# What is your favorite Fortis? Pics please



## MarkJnK (Nov 10, 2006)

Board is kinda slow again, so lets post some pics!

What is your favorite Fortis, regardless of whether you are lucky enough to own it or not. Post a pic with a brief reason why.

I'll start:
I am lucky enough to own it, but I don't physically have it yet... the B-42 Official Cosmo Chrono. After owning both the MM lumedial, and the B-42 cosmo GMT, I am certain that I like the size and fit of the B-42 series. For me bigger is better and 44mm is awesome. The V7750 is my favorite movement, I'v eowned many and they always perform really well and are reliable, plus I just love the "Valjiggle" you get when you flick your wrist :-!

Borrowed pic:


----------



## dohmer (Mar 5, 2007)

For now: The one I got. The New B-42 Flieger.



Around Christmas this year: The one I will get. The Marinemaster. (Picture taken by Markus Bahlmann aka cnmark)



Around Christmas 2008: Probably the Pilot Chrono. (Picture taken by Markus Bahlmann aka cnmark)


----------



## cuckoo4watches (Oct 24, 2006)

I have had every iteration of B-42, excluding the Alarm models and the B-42 Flieger chrono is my fave! 
(the GMT version is tight too)

_** please click on the attachment for full size_


----------



## SydneyDan (Mar 23, 2006)

MarkJnK said:


> Board is kinda slow again, so lets post some pics!
> 
> What is your favorite Fortis, regardless of whether you are lucky enough to own it or not. Post a pic with a brief reason why.
> 
> ...


I know this isn't a Fortis, and my loyalties are not at all compromised, but if its "Valgiggle" you're after, you should hear this thing---its got the newer "Valgranges" huge mvt in it and you can hear it whirling across the room! It would be great if Fortis would use this mvt in a new model.


----------



## GeoffD (Dec 9, 2006)

This older one that I've been trying to find for almost a year since I just missed one. :-|


----------



## dbluefish (Apr 4, 2007)

My only Fortis but it is the one i like the best of all those I know. Simple and understated and the PVD is really neat. My DOXA 750T Mil Sharkie has PVD but it is satin finish vs the mat black of the Fortis!

paul


----------



## fstshrk (Mar 29, 2007)

I like this one:


----------



## SydneyDan (Mar 23, 2006)

fstshrk said:


> I like this one:


What a fantastic piece--I love it!!!
Kinda brings out the inner child....


----------



## fstshrk (Mar 29, 2007)

This is a MIR special edition. These came with either a black dial or a white dial. I prefer the white dial as the beautiful artwork is more visible. 

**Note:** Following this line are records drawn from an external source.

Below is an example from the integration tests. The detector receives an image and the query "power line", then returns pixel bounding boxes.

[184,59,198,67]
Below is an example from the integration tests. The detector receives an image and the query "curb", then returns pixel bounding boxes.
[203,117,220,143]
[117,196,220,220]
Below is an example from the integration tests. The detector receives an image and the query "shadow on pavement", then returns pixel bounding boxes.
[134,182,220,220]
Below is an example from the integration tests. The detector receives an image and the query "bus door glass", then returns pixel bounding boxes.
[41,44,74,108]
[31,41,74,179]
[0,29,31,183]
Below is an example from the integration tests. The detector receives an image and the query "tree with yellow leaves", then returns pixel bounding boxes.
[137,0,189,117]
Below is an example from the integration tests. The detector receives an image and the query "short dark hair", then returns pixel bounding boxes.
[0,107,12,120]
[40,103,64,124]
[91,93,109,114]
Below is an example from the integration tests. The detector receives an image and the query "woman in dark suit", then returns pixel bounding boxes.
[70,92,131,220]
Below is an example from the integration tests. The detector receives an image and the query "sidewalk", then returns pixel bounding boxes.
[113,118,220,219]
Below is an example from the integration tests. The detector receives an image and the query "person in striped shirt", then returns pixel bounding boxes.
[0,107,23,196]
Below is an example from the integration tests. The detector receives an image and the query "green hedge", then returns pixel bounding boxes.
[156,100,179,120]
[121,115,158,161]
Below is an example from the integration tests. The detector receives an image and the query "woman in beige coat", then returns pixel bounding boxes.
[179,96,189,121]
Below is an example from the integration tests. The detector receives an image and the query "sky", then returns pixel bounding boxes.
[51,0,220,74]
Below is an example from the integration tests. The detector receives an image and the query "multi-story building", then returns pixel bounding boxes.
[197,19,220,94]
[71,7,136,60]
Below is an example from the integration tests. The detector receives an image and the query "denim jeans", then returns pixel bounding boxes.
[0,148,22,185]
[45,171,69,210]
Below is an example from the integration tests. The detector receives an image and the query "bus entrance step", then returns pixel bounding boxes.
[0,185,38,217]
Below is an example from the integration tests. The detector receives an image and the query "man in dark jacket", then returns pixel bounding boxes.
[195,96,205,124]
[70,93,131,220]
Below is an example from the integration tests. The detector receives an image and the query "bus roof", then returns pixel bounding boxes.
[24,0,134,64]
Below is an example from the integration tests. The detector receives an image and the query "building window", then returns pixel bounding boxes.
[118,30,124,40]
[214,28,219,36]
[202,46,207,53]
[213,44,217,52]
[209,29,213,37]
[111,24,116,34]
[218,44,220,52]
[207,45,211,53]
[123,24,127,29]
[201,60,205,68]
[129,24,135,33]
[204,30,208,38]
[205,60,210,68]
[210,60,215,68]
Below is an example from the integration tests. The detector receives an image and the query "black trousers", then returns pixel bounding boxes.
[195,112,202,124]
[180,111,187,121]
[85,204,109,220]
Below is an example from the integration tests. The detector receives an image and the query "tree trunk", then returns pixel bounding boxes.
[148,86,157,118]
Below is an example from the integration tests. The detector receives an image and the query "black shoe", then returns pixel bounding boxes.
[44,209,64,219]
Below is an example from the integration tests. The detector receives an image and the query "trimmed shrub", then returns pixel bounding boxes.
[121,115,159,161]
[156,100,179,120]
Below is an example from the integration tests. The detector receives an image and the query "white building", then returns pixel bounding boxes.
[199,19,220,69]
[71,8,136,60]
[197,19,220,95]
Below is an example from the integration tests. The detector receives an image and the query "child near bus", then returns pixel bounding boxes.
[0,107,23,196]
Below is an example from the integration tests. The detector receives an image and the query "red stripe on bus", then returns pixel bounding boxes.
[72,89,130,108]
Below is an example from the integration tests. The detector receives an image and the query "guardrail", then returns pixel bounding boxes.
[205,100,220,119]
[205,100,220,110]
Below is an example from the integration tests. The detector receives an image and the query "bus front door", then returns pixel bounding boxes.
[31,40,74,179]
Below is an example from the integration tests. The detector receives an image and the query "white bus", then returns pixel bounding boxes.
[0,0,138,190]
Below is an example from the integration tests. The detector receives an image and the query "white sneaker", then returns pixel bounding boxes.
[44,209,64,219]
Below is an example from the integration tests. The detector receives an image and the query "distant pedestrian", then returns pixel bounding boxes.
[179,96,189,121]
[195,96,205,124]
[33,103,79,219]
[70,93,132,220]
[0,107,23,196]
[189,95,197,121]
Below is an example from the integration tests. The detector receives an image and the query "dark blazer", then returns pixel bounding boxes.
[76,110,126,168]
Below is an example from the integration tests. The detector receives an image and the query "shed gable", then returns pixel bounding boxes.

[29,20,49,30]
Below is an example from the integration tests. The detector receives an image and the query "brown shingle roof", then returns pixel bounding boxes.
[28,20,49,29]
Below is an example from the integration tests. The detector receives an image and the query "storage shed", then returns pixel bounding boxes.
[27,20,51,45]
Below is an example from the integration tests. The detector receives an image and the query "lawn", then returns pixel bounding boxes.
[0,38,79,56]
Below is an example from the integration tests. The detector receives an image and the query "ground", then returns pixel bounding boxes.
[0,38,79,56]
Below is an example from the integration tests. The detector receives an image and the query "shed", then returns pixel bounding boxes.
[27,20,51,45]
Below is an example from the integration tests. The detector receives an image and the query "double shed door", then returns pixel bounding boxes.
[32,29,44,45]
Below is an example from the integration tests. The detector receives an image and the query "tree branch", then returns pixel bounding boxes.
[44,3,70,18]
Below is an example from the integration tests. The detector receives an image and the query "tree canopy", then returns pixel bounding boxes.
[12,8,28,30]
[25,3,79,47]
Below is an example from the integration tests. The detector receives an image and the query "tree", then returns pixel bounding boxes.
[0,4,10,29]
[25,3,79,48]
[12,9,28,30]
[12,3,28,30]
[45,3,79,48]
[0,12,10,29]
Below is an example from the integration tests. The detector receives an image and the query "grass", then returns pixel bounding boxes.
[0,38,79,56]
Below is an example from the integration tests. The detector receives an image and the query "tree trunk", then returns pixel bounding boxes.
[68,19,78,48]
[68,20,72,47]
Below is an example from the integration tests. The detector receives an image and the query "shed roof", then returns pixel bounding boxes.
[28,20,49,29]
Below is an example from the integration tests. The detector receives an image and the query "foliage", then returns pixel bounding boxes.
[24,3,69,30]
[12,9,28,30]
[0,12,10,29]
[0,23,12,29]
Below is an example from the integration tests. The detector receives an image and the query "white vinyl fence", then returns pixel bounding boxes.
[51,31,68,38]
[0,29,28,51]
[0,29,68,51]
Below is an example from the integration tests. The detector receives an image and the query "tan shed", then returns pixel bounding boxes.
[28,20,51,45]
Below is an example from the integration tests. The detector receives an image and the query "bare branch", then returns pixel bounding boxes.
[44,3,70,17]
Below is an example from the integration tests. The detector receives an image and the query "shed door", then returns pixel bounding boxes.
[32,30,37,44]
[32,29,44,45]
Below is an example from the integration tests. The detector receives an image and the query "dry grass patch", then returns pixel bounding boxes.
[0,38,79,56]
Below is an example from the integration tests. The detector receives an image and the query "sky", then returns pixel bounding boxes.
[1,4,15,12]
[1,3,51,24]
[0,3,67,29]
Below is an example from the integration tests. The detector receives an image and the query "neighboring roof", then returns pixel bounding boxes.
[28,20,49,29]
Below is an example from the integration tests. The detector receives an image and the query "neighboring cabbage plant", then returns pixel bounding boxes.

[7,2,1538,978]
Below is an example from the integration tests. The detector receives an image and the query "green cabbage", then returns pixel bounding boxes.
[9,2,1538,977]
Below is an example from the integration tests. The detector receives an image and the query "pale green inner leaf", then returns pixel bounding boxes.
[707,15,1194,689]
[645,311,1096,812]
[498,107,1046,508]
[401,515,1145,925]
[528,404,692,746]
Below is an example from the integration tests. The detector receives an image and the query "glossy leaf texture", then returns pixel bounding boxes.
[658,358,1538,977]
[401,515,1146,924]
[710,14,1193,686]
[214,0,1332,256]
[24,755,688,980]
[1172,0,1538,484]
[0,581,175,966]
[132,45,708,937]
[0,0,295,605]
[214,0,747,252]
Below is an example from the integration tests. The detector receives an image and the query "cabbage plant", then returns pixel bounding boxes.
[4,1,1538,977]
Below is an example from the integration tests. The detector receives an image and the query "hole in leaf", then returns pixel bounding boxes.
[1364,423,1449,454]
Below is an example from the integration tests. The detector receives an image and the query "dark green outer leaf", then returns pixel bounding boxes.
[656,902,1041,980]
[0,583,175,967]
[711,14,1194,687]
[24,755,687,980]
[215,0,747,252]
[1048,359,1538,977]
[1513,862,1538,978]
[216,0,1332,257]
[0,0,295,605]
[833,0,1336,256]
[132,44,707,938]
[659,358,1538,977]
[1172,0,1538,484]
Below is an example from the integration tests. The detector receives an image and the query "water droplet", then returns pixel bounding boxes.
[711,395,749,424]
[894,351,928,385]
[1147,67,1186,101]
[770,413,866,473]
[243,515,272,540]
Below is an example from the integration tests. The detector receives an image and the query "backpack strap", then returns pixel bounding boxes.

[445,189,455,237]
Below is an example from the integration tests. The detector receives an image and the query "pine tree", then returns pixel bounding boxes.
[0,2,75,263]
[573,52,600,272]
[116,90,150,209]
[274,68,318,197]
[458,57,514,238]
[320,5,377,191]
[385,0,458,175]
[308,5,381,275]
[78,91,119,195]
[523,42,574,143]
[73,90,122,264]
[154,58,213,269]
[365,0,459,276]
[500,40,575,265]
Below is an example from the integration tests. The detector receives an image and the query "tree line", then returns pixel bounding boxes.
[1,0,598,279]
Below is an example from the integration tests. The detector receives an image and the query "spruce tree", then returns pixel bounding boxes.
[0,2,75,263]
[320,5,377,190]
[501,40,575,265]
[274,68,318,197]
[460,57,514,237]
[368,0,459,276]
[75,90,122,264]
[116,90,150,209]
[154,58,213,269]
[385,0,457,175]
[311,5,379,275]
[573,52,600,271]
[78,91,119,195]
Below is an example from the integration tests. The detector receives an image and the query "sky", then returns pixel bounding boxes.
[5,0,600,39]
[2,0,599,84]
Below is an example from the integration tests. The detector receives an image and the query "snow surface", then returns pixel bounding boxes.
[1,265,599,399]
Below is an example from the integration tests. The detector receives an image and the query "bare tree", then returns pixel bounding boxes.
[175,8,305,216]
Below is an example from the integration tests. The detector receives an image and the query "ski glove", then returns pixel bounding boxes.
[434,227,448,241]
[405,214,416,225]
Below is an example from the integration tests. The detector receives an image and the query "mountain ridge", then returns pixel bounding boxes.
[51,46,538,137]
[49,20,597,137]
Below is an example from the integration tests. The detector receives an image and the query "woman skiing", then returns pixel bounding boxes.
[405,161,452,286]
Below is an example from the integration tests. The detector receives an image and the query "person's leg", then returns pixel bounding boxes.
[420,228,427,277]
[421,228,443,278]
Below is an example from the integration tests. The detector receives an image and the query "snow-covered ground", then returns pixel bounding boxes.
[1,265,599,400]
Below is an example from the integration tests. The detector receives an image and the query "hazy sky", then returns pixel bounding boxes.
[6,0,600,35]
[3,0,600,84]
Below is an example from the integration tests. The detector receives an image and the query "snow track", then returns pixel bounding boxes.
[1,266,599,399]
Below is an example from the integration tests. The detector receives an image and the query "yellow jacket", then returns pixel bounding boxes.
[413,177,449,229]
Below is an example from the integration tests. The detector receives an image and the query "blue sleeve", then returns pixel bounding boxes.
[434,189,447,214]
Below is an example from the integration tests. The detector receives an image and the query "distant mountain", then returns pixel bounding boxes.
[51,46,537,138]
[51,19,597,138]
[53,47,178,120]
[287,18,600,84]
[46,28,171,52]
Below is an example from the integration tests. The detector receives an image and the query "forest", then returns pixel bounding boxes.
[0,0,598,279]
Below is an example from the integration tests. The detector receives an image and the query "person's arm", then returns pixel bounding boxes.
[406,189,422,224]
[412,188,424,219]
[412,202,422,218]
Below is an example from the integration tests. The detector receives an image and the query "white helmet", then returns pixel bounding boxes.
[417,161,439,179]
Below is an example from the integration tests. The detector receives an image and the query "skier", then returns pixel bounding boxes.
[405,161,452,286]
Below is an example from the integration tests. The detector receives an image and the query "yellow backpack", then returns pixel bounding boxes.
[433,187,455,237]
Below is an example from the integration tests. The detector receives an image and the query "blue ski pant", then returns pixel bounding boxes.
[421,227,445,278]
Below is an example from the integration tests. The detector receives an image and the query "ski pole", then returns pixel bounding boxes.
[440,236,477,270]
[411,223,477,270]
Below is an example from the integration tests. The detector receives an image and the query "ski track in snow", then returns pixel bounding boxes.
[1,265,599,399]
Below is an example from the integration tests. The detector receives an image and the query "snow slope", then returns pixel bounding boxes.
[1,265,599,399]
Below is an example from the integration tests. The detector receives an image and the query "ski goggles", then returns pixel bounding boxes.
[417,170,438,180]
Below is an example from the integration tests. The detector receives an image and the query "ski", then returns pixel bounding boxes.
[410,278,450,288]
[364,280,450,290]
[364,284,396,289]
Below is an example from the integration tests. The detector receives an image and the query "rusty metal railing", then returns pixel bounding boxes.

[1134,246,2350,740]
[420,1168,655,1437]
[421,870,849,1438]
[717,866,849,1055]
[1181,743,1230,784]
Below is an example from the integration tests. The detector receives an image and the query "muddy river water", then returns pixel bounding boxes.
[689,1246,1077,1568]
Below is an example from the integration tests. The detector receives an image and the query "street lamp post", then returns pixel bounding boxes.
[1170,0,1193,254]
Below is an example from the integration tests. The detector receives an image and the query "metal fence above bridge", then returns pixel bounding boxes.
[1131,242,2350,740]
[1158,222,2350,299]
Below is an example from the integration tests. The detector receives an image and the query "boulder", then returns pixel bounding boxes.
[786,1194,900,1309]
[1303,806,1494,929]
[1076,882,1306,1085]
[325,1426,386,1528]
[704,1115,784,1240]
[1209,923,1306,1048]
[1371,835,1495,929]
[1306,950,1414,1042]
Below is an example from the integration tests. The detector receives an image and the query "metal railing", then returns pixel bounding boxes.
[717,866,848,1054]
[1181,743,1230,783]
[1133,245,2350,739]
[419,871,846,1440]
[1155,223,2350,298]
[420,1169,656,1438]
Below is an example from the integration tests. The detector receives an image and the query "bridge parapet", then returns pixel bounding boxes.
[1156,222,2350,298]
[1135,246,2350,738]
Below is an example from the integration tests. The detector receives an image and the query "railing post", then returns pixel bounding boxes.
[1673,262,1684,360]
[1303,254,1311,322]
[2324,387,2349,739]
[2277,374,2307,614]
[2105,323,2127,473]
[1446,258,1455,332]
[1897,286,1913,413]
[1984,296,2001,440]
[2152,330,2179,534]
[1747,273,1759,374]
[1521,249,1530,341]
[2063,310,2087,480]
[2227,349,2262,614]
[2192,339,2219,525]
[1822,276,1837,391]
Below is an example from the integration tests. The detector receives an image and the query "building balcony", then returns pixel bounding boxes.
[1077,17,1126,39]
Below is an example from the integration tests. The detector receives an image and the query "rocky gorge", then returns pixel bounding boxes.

And secondly, there is the awesome Lemania 5100 ticking inside it. The 60 minute elapsed time on the main dial is probably one of the most useful complications on the chronographs.


----------



## shortbus (Oct 17, 2007)

fstshrk said:


> I like this one:


 That is so cool!!


----------



## citjet (Feb 11, 2006)

This would have to be my favorite since it's my only one! Nice and big at 44mm wide and 48mm w/crown. So far I have had numerous people checking it out where ever I go. That wasn't my intent because I buy something that I like and appreciate.


----------



## shijiko_7 (Sep 10, 2007)

citjet said:


> This would have to be my favorite since it's my only one! Nice and big at 44mm wide and 48mm w/crown. So far I have had numerous people checking it out where ever I go. That wasn't my intent because I buy something that I like and appreciate.


Very NICE~!


----------



## sweets (Mar 5, 2007)

Here is mine, it is another Special Edition, and this one remains unworn from new, as I picked it up as unsold stock from a Ducati dealer in the UK last year.
I have the dive version of the 5100 cosmonaut as well, but this is the Fortis that I first bought, and therefore has greater value to me


----------



## animate (Nov 18, 2007)

*My Fortis family :-d*


----------



## armina (Feb 8, 2007)

Fantastic traditional Chronograph.
I own one and love it,

Armina



GeoffD said:


> This older one that I've been trying to find for almost a year since I just missed one. :-|


----------